By Stanley White and Daniel Kruger
Nov. 11 (Bloomberg) -- The yen rose against the euro on speculation the world's biggest economies will contract, prompting investors to sell higher-yielding assets and pay back loans in Japan.
The yen also advanced against versus the dollar as Asian stocks extended losses on concern a recession will reduce corporate earnings. The euro fell against the dollar before data that may show investor confidence in Germany, Europe's largest economy, remained near a record low this month.
``Sentiment is in favor of further yen gains,'' said Masanobu Ishikawa, general manager of foreign exchange at Tokyo Forex & Ueda Harlow Ltd., Japan's largest currency broker. ``A weak stock market causes a reversal in risk trades, which is supportive of the yen. The euro is vulnerable because the economic outlook points to lower interest rates in the future.''
The yen rose to 124.49 per euro at 9:22 a.m. in Tokyo from 124.95 late yesterday in New York. The yen gained to 97.78 against the dollar from 98.00. The euro bought $1.2726 from $1.2748. The yen may rise to 97.30 per dollar and 124.20 against the euro today, Ishikawa said. Trading may be less than normal as U.S. financial markets are closed today for a public holiday, he said.
Investors have been reducing carry trades, where they get funds in a country with low borrowing costs and buy assets where returns are higher. Japan's 0.3 percent target lending rate is the lowest among major economies.
Stock Markets
The Nikkei 225 Stock Average fell 2.6 percent as watchmaker Citizen Holdings Co. cut its annual earnings target by a third. Japanese Prime Minister Taro Aso's support declined as dissatisfaction increases over his government's response to the global crisis, the Asahi newspaper said today, citing its own survey. Japan will contract 0.2 percent next year, the U.S. by 0.7 percent and the euro area 0.5 percent, the International Monetary Fund said last week.

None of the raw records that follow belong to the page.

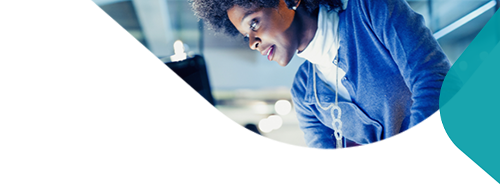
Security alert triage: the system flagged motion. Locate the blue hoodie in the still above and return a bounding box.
[291,0,451,150]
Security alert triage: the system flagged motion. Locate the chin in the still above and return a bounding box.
[278,61,290,67]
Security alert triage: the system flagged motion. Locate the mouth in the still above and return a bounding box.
[262,45,274,61]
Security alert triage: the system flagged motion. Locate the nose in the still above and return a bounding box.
[248,36,261,50]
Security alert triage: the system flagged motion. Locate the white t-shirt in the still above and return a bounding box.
[297,0,351,101]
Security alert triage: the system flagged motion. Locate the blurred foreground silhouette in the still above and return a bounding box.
[0,3,80,149]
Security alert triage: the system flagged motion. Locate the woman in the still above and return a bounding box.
[192,0,451,150]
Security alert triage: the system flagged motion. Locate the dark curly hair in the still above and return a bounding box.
[189,0,342,36]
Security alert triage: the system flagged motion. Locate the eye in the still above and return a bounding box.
[250,19,259,31]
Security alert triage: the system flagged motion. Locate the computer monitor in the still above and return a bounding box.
[158,55,227,149]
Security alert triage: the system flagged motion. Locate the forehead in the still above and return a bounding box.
[227,5,262,28]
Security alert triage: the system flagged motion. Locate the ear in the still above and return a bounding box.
[285,0,301,10]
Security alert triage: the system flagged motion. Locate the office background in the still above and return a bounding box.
[1,0,499,149]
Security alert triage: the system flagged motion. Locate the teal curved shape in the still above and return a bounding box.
[439,8,500,182]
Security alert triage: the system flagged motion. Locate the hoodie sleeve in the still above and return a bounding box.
[357,0,451,128]
[291,61,336,150]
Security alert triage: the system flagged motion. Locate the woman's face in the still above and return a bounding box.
[227,0,300,67]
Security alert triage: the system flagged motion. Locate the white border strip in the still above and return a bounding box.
[434,0,497,40]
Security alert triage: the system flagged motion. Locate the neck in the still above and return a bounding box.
[294,6,319,52]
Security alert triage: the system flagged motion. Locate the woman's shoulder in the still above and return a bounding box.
[292,60,312,94]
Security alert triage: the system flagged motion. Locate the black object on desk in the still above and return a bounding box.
[162,55,228,149]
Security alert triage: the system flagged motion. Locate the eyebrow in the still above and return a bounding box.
[240,10,257,24]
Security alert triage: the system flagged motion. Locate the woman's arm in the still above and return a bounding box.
[357,0,451,131]
[291,61,335,150]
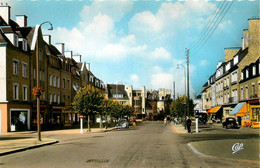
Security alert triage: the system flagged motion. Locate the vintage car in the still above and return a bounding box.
[222,117,238,129]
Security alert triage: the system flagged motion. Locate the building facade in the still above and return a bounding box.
[202,18,260,127]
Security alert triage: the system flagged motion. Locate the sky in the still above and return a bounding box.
[5,0,259,97]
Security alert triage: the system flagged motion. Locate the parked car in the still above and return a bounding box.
[117,119,129,128]
[222,117,238,129]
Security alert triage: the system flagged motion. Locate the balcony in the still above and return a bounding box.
[250,94,258,99]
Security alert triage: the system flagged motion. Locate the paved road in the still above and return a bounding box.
[0,122,258,168]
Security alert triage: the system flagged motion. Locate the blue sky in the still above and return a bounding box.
[7,0,259,96]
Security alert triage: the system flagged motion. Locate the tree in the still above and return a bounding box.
[170,96,195,117]
[72,85,104,131]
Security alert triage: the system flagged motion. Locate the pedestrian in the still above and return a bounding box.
[186,117,191,133]
[163,117,167,126]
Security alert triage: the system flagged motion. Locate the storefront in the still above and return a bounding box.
[10,108,30,131]
[207,106,223,122]
[32,104,50,130]
[62,106,78,127]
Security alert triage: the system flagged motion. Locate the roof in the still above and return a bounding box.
[107,84,128,98]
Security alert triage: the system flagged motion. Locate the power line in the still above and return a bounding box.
[190,1,224,49]
[193,1,234,55]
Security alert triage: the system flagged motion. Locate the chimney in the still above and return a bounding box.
[72,55,81,62]
[64,51,72,58]
[16,15,27,27]
[43,35,51,45]
[55,43,65,55]
[0,3,11,25]
[86,63,90,71]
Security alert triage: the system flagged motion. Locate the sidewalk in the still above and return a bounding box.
[171,124,260,164]
[0,127,116,156]
[0,138,59,156]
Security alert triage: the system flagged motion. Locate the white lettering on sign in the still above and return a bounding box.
[232,143,244,154]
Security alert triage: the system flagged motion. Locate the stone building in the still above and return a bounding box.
[202,18,260,127]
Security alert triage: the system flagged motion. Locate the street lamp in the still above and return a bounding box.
[36,21,53,141]
[177,64,189,129]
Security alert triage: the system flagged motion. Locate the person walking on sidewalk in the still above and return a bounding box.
[186,117,191,133]
[163,117,167,126]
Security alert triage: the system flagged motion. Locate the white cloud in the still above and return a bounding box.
[150,47,171,59]
[200,59,208,66]
[80,0,133,23]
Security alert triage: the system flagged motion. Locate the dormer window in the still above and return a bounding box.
[18,38,27,51]
[5,33,18,47]
[234,55,238,65]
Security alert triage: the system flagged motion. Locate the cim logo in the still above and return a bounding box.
[232,143,244,154]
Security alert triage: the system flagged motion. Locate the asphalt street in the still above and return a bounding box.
[0,122,259,168]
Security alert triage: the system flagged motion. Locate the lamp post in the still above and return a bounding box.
[36,21,53,141]
[177,64,189,129]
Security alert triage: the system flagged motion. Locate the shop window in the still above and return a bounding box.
[33,68,36,79]
[13,83,19,100]
[11,111,28,131]
[50,94,52,104]
[252,108,260,122]
[252,65,256,76]
[53,76,56,87]
[53,94,56,103]
[13,60,19,76]
[23,86,28,101]
[57,77,60,88]
[22,63,27,78]
[50,75,52,86]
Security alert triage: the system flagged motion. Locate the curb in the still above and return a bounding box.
[0,140,59,156]
[187,143,260,165]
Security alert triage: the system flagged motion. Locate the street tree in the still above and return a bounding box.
[72,85,104,131]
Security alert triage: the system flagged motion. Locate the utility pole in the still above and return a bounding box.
[186,48,190,116]
[173,81,175,101]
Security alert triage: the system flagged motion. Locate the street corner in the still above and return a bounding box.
[171,125,188,134]
[0,138,59,156]
[187,139,260,164]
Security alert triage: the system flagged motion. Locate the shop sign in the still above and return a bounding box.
[242,115,250,120]
[249,99,259,104]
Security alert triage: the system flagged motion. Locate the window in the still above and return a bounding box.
[42,91,45,100]
[63,78,66,89]
[252,84,255,98]
[246,86,248,99]
[22,63,27,78]
[42,71,45,81]
[246,69,249,78]
[33,68,36,79]
[50,94,52,104]
[253,65,256,76]
[23,86,28,101]
[234,55,238,65]
[13,83,19,100]
[53,76,56,87]
[231,71,237,83]
[39,49,43,61]
[39,70,42,81]
[13,60,19,76]
[57,77,60,88]
[50,75,52,86]
[240,88,244,100]
[57,95,60,104]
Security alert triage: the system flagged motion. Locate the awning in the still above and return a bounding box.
[229,102,247,117]
[209,106,221,114]
[207,107,213,114]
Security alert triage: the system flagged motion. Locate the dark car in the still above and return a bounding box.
[222,117,238,129]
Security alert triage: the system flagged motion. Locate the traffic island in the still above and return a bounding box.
[188,139,260,163]
[0,138,59,156]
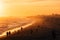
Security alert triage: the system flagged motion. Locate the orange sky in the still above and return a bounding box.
[0,0,60,17]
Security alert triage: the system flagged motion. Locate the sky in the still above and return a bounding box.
[0,0,60,17]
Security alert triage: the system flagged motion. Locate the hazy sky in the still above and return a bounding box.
[0,0,60,16]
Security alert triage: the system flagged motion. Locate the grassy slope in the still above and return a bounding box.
[2,15,60,40]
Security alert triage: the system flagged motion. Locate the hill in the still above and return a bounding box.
[1,15,60,40]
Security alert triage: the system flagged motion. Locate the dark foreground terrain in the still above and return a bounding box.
[0,15,60,40]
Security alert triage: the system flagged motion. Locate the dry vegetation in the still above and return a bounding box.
[1,14,60,40]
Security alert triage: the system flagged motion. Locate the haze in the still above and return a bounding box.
[0,0,60,17]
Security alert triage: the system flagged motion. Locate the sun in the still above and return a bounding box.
[0,0,4,17]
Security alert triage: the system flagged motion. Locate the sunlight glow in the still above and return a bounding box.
[0,0,4,17]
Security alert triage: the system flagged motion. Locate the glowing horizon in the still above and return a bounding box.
[0,0,60,17]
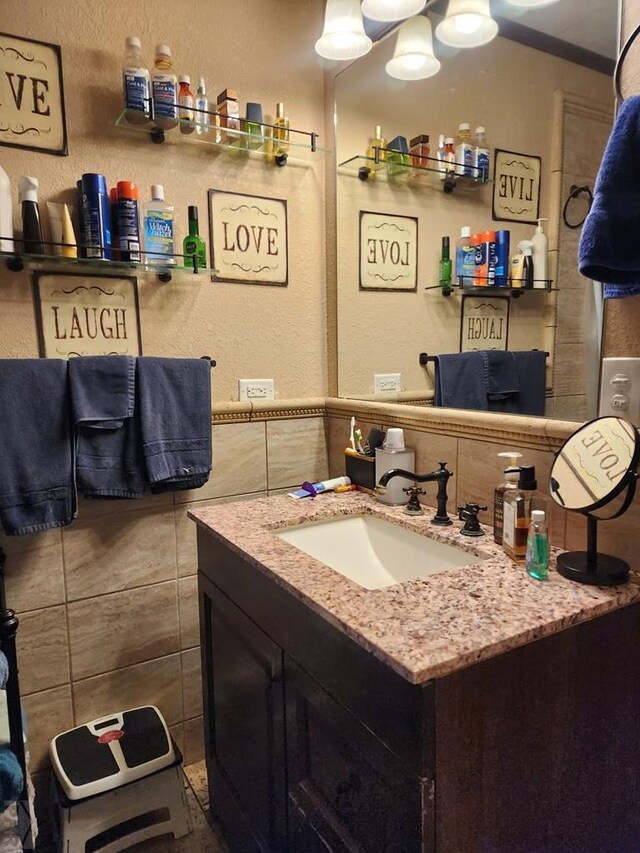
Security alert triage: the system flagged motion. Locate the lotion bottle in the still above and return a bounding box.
[493,451,522,545]
[531,219,549,290]
[19,175,44,255]
[0,166,14,252]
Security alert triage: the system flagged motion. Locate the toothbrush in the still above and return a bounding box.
[349,418,357,452]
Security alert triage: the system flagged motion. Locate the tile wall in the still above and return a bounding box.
[0,401,328,771]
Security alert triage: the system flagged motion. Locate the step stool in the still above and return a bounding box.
[50,705,191,853]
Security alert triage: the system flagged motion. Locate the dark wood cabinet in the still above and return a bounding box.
[198,530,640,853]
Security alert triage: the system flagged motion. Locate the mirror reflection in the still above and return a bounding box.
[335,0,619,420]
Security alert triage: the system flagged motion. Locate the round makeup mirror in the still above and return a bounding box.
[550,417,640,586]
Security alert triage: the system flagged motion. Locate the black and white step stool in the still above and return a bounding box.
[50,705,191,853]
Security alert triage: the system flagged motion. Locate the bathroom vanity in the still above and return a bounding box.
[190,493,640,853]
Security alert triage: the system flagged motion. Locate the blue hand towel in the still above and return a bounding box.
[0,652,9,690]
[69,355,146,499]
[578,95,640,298]
[137,357,212,493]
[0,358,75,536]
[0,746,24,812]
[434,352,489,412]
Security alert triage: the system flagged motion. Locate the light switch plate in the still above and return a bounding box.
[238,379,274,403]
[599,358,640,426]
[373,373,402,394]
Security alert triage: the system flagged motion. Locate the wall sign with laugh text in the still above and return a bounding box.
[209,190,288,286]
[360,210,418,291]
[0,33,67,154]
[33,273,142,358]
[493,148,542,225]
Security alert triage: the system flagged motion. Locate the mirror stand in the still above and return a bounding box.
[557,513,629,586]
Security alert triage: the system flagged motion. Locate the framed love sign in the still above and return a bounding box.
[209,190,288,286]
[493,148,542,225]
[0,33,68,155]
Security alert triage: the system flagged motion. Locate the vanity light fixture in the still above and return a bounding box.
[385,15,440,80]
[436,0,498,48]
[362,0,427,21]
[316,0,373,59]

The Group of 20 industrial and emerging nations, meeting Nov. 9 in Sao Paulo, said they're ready to act ``urgently'' to support global growth. The group called on countries to cut interest rates and raise spending to combat the threat of a global recession. The leaders of the industrial and emerging countries, due to gather Nov. 14 and 15 in Washington, will consider steps ranging from raising bank-capital standards to regulating hedge funds.
German Confidence
Gains in the euro may be curbed before the ZEW Center for European Economic Research releases its German investor confidence index today. The index of investor and analyst expectations was minus 63 in November, the same as last month, according to a Bloomberg survey. The gauge reached an all-time low of minus 63.9 in July.

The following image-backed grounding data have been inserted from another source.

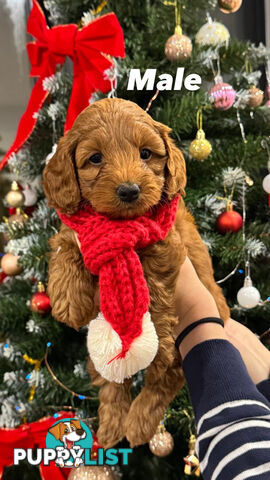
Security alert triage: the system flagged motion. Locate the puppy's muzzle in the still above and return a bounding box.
[116,183,140,203]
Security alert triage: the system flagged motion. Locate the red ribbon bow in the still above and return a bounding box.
[0,0,125,170]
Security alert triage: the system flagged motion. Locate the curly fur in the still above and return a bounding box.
[44,99,229,448]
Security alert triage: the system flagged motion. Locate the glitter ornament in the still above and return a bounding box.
[183,435,200,477]
[3,208,28,242]
[45,143,57,165]
[237,275,261,309]
[30,282,51,315]
[23,184,37,207]
[208,81,236,110]
[1,253,22,277]
[248,85,263,108]
[195,17,230,46]
[165,26,192,62]
[216,204,243,235]
[218,0,242,13]
[265,85,270,107]
[68,465,115,480]
[263,173,270,194]
[189,128,212,160]
[149,423,174,457]
[6,181,25,208]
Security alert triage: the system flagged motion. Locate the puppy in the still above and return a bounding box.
[48,420,86,467]
[44,95,229,448]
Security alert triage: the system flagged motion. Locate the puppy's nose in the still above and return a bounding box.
[117,183,140,202]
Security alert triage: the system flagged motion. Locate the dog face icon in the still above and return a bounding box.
[48,419,86,450]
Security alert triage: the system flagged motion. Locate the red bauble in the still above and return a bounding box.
[30,282,51,315]
[216,210,243,235]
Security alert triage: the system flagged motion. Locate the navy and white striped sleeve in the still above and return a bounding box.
[183,339,270,480]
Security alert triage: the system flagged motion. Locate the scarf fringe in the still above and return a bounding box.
[87,312,158,383]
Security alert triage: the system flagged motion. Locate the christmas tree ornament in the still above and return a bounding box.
[163,0,192,62]
[195,15,230,47]
[263,173,270,193]
[265,84,270,107]
[218,0,242,13]
[208,77,236,110]
[149,422,174,457]
[237,275,261,309]
[23,353,42,402]
[30,282,51,315]
[0,0,125,169]
[165,29,192,62]
[189,108,212,160]
[3,208,28,242]
[68,465,115,480]
[6,181,25,208]
[265,60,270,107]
[1,252,22,277]
[45,143,57,165]
[23,184,37,207]
[183,435,201,477]
[248,85,263,108]
[216,205,243,235]
[263,173,270,207]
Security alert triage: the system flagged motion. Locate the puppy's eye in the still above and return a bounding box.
[89,153,102,165]
[140,148,152,160]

European Central Bank President Jean-Claude Trichet said yesterday in Sao Paulo that receding inflation may allow central banks to further reduce interest rates.
``The euro area's economy isn't doing well and rate cuts are likely to continue,'' said Yuji Saito, head of the foreign- exchange group in Tokyo at Societe Generale SA, France's second- largest bank by market value. ``The euro may be sold.''
The euro may decline to $1.2600 and 123.50 yen today, he said.

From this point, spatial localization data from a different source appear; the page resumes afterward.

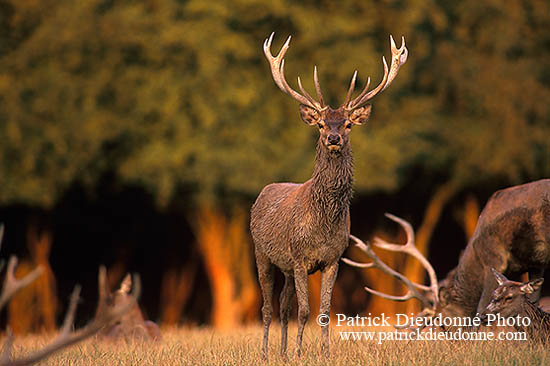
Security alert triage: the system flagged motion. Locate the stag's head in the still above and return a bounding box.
[481,268,544,319]
[264,33,408,152]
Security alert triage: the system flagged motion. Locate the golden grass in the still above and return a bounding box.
[4,325,550,366]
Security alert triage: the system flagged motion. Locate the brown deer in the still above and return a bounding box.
[96,266,160,340]
[346,179,550,326]
[0,224,141,366]
[250,33,408,358]
[480,268,550,342]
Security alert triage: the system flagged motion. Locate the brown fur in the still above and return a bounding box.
[480,271,550,342]
[96,267,160,340]
[250,105,370,357]
[439,179,550,316]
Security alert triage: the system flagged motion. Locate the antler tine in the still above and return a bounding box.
[382,34,409,91]
[347,35,409,109]
[374,213,439,303]
[264,32,325,111]
[0,255,42,309]
[348,56,388,109]
[342,235,430,307]
[344,70,357,105]
[313,65,325,108]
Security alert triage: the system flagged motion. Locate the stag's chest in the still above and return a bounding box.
[289,212,349,273]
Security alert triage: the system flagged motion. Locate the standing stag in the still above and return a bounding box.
[345,179,550,324]
[250,33,408,358]
[480,268,550,342]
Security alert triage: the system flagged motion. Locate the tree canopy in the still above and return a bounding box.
[0,0,550,207]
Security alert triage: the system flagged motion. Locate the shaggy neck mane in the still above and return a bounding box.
[311,141,353,222]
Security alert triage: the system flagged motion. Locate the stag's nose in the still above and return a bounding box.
[327,134,340,145]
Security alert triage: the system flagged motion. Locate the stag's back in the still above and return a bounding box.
[471,179,550,264]
[250,183,303,270]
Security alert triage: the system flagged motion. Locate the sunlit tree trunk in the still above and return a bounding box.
[403,182,457,313]
[195,206,259,329]
[464,194,480,240]
[8,222,57,334]
[160,260,197,325]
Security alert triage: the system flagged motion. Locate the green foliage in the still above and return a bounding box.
[0,0,550,207]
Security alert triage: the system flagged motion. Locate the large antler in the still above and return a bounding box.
[264,33,409,111]
[264,32,327,111]
[344,35,409,110]
[342,213,439,315]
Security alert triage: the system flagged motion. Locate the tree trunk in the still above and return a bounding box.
[195,206,259,329]
[402,182,458,313]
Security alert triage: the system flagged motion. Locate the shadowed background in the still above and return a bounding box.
[0,0,550,333]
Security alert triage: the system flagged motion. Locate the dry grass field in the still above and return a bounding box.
[5,325,550,366]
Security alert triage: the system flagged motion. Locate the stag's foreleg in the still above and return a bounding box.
[279,273,296,356]
[319,262,338,356]
[256,253,273,359]
[294,265,309,357]
[528,268,544,303]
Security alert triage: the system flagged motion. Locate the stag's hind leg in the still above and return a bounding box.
[294,266,309,357]
[319,262,338,356]
[279,273,296,356]
[256,252,273,359]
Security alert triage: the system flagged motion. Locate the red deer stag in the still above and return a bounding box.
[347,179,550,326]
[0,225,141,366]
[480,268,550,342]
[250,33,408,358]
[96,266,160,340]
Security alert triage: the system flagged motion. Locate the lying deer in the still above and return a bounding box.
[0,224,141,366]
[250,34,408,358]
[480,268,550,342]
[96,266,160,340]
[348,179,550,324]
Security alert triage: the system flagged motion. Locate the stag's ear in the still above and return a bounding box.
[519,278,544,294]
[439,287,451,307]
[491,267,508,286]
[119,273,132,294]
[349,104,372,125]
[300,104,321,126]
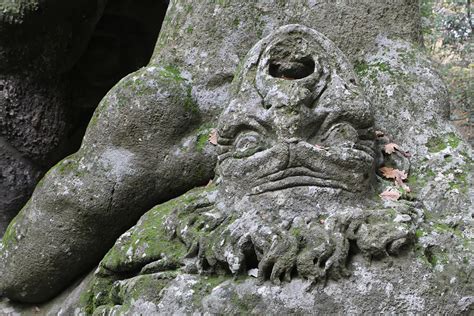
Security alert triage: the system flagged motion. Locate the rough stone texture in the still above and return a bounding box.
[0,67,214,302]
[0,0,105,234]
[0,0,166,235]
[0,1,473,313]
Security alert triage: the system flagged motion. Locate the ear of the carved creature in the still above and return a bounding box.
[233,24,358,93]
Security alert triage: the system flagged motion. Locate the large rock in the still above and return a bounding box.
[0,0,167,232]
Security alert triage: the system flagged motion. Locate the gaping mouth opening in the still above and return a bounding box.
[250,167,353,195]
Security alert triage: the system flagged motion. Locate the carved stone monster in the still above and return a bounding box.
[98,25,421,284]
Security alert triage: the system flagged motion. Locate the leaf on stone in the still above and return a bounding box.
[379,189,401,201]
[314,144,329,150]
[395,178,411,193]
[209,129,217,146]
[384,143,401,155]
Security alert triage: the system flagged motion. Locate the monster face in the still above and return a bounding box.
[218,27,375,202]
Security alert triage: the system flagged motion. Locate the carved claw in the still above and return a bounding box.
[258,233,298,285]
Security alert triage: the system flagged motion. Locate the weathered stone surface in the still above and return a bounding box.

Traders increased bets the ECB will reduce its 3.25 percent rate in the first quarter of next year. The implied yield on Euribor interest-rate futures contracts expiring in March fell to 2.86 percent yesterday from 3.005 percent on Nov. 7. The ECB benchmark is 0.39 percentage point higher than the Euribor contract yield, compared with a 12-month average of 19 basis points below the futures rate.